In an interview with the Missoulian Independent, Eiselein stated, “I did not go to school to teach anthropology. My whole career has been focused on what’s usable and useful.”
Eiselein included that in the 1990’s his anthropology work was steered away from academics when a Blackfeet elder, Long Standing Bear Chief, took him aside, offered tobacco and asked him to use this anthropology “knowing” to write books on tribal culture and history.
“In my tribe, and many tribes, when you’re asked to do something by an elder, you basically have to do it,” he says. “I didn’t have much choice.”
Eiselein lecture had to be captured in a nutshell, which is hard to do he said. “What I have given you is very basic, it’s material I usually cover in whole semester.”

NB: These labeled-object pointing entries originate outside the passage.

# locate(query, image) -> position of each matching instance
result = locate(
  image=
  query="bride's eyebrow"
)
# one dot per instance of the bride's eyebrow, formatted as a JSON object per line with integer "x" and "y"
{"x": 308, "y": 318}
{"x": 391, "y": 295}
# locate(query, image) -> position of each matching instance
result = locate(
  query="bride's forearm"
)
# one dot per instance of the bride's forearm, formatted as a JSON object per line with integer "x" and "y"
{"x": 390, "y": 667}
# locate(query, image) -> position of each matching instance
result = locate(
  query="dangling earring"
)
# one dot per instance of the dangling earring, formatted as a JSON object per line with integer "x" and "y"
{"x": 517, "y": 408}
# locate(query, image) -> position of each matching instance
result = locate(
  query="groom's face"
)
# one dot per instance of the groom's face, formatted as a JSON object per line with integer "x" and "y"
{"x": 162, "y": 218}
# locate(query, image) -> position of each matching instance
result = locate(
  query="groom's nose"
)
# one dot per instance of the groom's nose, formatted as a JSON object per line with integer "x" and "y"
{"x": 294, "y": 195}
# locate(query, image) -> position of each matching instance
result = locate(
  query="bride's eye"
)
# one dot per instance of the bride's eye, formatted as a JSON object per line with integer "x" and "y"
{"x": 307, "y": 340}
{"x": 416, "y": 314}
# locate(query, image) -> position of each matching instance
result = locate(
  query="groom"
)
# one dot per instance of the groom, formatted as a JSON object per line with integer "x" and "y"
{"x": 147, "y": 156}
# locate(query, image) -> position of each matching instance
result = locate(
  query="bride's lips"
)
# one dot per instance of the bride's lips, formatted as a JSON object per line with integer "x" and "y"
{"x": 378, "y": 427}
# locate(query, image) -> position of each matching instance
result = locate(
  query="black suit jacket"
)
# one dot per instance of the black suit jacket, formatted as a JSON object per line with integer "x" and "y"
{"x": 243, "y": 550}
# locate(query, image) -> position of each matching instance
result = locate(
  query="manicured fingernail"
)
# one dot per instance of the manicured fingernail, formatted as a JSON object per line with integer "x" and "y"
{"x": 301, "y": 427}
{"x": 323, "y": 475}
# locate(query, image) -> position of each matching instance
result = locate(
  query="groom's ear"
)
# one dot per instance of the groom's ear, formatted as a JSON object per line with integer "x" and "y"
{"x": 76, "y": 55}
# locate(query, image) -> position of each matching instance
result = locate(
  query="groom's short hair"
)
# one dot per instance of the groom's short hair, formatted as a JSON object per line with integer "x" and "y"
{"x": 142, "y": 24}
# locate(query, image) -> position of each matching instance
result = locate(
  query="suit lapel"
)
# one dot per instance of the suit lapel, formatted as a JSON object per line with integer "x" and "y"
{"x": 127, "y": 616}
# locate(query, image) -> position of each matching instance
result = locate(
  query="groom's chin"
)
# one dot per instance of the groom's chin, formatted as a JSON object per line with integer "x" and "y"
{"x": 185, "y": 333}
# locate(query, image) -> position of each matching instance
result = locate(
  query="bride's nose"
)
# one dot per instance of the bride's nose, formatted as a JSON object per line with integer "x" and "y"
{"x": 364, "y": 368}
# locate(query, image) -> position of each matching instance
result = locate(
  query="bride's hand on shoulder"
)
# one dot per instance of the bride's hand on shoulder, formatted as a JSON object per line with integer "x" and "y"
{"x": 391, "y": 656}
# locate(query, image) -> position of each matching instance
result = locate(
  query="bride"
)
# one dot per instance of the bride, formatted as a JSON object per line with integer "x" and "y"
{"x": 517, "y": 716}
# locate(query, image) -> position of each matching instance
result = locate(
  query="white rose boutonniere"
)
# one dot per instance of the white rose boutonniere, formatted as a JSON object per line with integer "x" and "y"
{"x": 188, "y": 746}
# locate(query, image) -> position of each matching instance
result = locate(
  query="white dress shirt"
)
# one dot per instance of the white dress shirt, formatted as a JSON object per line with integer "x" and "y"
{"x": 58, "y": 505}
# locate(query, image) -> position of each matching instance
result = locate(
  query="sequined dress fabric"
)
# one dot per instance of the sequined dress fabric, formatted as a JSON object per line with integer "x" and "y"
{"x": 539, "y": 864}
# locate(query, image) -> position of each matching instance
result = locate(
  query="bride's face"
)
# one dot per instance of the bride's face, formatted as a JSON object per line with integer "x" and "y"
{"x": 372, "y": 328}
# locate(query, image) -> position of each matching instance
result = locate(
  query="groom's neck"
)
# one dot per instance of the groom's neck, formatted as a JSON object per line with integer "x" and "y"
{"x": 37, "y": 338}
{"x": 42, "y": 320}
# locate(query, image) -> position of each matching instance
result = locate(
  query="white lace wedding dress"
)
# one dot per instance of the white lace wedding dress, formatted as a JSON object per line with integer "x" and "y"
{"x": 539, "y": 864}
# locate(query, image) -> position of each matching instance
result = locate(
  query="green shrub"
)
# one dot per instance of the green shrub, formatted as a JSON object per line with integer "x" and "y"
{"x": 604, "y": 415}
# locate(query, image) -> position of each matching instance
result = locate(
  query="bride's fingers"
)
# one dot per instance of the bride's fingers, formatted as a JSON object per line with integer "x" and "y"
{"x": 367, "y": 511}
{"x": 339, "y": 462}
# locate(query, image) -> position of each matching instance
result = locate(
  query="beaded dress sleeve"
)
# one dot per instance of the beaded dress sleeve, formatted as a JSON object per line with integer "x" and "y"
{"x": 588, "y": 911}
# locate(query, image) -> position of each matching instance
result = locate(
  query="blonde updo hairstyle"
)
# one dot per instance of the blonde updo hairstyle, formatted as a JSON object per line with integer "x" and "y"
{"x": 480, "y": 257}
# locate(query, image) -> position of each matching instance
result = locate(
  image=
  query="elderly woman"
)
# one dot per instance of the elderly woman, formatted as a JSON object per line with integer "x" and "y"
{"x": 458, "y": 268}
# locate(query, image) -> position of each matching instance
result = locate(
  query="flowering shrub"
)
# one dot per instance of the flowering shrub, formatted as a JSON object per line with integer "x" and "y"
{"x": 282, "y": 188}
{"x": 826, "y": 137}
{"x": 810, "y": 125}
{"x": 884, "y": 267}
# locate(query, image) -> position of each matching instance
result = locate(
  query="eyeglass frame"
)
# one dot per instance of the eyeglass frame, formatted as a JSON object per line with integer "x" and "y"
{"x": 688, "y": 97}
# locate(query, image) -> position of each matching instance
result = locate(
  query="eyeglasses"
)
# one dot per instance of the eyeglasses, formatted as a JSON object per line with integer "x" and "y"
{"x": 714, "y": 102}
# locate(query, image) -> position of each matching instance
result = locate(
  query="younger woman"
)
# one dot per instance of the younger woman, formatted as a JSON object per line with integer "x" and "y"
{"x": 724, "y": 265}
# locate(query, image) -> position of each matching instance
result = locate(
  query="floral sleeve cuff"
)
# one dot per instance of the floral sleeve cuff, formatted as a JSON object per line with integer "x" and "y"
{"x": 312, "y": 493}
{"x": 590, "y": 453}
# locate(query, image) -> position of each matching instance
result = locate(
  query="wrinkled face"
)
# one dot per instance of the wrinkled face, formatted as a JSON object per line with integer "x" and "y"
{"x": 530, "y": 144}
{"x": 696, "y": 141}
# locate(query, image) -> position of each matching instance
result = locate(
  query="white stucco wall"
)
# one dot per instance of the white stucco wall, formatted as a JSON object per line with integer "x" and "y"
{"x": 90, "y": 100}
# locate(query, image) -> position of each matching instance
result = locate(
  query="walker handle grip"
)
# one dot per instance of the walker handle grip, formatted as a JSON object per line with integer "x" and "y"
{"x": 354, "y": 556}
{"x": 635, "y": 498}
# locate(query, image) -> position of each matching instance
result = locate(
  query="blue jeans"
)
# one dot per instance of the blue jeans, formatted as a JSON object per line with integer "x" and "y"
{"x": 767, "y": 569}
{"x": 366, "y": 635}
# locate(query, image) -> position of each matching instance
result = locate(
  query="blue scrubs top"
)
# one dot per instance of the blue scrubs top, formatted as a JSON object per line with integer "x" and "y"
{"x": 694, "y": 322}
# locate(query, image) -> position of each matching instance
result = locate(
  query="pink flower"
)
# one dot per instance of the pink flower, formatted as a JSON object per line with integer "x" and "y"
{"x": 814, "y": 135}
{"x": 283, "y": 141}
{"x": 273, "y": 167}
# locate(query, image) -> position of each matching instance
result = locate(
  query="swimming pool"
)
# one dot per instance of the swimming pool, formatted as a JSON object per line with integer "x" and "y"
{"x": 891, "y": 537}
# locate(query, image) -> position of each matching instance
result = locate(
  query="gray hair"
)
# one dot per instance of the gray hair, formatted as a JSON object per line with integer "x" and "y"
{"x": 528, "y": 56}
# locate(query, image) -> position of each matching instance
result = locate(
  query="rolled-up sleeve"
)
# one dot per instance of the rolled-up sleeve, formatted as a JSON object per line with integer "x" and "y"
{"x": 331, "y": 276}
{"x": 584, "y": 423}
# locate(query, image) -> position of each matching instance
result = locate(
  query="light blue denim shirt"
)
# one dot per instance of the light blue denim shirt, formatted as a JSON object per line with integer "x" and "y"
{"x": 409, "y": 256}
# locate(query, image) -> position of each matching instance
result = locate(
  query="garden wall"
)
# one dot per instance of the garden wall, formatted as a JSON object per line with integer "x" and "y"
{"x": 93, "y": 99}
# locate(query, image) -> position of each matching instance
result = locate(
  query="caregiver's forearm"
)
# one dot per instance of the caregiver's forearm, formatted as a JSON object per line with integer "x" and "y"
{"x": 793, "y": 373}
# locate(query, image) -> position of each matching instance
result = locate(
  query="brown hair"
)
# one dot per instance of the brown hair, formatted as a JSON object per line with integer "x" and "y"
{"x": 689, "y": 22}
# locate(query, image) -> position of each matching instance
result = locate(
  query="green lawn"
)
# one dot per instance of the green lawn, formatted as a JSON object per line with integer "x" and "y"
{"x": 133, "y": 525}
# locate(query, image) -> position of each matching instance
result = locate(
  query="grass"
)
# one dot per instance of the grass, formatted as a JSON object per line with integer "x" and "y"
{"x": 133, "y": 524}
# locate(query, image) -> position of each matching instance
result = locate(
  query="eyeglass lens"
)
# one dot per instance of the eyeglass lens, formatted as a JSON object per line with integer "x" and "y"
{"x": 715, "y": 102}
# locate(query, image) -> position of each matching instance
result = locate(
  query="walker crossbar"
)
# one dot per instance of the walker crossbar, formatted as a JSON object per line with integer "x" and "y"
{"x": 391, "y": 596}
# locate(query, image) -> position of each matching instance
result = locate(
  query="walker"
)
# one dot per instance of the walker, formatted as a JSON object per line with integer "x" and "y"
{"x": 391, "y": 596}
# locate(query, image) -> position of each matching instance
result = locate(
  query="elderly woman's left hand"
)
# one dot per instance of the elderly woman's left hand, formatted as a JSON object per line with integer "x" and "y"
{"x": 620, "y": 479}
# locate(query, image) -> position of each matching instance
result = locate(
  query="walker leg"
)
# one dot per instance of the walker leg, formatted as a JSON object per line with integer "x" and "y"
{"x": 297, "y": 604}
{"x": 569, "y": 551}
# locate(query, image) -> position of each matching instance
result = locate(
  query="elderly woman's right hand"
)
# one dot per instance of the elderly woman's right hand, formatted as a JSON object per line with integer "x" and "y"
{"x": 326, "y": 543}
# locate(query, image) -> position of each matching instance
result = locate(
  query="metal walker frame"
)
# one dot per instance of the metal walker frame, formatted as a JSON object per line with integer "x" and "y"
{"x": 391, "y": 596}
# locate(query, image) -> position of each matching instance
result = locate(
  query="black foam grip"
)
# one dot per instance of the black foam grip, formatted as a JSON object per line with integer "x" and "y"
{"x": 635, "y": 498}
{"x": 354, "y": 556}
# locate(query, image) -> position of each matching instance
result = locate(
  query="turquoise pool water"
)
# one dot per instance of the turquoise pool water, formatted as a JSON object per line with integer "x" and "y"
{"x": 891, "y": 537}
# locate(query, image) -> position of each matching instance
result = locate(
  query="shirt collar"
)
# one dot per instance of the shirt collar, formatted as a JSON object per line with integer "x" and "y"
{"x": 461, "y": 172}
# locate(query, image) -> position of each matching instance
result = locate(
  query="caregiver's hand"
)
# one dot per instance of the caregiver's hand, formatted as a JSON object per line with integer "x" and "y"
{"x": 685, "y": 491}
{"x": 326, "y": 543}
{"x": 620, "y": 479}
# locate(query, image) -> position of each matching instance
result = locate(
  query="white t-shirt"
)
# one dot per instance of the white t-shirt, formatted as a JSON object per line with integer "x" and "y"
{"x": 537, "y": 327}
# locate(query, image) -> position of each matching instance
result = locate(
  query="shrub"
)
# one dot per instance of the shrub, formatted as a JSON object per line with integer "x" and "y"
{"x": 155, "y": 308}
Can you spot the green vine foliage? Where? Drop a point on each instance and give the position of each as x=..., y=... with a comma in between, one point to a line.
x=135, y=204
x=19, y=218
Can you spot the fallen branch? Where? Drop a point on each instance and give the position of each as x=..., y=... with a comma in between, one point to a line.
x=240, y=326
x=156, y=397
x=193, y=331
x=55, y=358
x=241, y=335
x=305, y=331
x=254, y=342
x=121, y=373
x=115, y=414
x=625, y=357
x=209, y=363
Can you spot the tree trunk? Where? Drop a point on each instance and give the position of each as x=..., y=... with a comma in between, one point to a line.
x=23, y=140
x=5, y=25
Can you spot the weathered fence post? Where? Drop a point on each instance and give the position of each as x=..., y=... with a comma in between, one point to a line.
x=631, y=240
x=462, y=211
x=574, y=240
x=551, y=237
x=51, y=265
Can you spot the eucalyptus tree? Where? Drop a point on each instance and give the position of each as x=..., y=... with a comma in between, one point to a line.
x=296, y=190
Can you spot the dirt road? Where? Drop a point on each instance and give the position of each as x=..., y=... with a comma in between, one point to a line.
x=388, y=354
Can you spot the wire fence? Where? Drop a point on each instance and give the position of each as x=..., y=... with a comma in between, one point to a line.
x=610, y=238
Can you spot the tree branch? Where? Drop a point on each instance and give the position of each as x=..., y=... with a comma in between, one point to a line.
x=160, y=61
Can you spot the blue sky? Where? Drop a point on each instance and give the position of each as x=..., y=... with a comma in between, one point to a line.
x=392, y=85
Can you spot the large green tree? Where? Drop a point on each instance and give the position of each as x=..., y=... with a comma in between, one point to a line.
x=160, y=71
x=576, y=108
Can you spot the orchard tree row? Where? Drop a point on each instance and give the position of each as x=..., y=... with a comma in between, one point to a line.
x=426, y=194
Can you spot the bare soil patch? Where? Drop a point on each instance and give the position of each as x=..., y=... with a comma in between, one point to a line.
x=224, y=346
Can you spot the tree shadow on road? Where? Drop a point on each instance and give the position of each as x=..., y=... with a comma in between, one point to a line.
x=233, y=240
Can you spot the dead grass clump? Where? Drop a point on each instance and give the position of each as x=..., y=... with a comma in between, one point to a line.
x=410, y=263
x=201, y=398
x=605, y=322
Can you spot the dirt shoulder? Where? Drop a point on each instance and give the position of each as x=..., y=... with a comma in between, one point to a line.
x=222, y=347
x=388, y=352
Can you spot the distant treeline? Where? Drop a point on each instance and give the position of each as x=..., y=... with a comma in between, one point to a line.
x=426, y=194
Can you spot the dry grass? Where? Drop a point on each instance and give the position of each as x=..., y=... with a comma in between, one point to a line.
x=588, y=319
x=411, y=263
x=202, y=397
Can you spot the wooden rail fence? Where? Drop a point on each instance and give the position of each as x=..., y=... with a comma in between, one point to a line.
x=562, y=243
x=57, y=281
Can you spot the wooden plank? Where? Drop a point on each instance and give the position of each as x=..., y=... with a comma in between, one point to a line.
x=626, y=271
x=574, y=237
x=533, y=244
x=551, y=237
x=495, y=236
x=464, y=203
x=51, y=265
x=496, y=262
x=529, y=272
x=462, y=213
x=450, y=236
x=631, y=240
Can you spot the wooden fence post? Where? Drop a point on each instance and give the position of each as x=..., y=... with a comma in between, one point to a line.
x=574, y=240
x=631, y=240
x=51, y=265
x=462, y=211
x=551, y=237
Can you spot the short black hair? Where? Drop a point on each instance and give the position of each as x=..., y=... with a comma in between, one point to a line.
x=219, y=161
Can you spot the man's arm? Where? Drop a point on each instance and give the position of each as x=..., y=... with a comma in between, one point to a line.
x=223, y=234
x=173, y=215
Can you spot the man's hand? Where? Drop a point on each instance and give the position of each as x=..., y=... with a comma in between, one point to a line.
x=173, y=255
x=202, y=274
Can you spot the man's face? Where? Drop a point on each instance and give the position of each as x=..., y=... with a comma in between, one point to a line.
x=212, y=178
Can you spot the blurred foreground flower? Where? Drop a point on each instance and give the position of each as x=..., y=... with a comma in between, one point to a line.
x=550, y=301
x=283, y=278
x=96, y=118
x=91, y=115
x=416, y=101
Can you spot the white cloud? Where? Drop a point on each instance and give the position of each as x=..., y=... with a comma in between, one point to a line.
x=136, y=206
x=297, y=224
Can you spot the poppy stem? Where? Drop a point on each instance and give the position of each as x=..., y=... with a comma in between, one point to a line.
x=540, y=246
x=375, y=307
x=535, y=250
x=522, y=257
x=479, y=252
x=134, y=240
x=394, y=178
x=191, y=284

Footnote by author Lailani Upham:
While listening to the accounts of the Heavy Runner (Baker’s) Massacre I had to hold myself together. This hit home, because it is a real story that my grandpa Joe Upham told us when we were kids. In each account of the massacre, whether it was a book, an article, a photo, or an oral tradition passed down by another Blackfeet; my heart hurts almost unbearably, as if I am at funeral – and it materialized at this lecture. I tried to sit up straight, or look at my camera as if I had photos to skim through, or act like I was taking notes just to hold back the tears. It didn’t help. I seem to carry myself back to that ice cold, traumatic event in 1870 each time I hear the story. The anger, the hurt, the feeling of injustice not only sparks in me, it still lives in the hearts of many tribal people in the U.S. and Canada. It is lifeblood of our families that our stories be heard in the history books, universities and public schools – it should not be a norm that the “Native perspective” be an interrupting truth to the rest of Americans.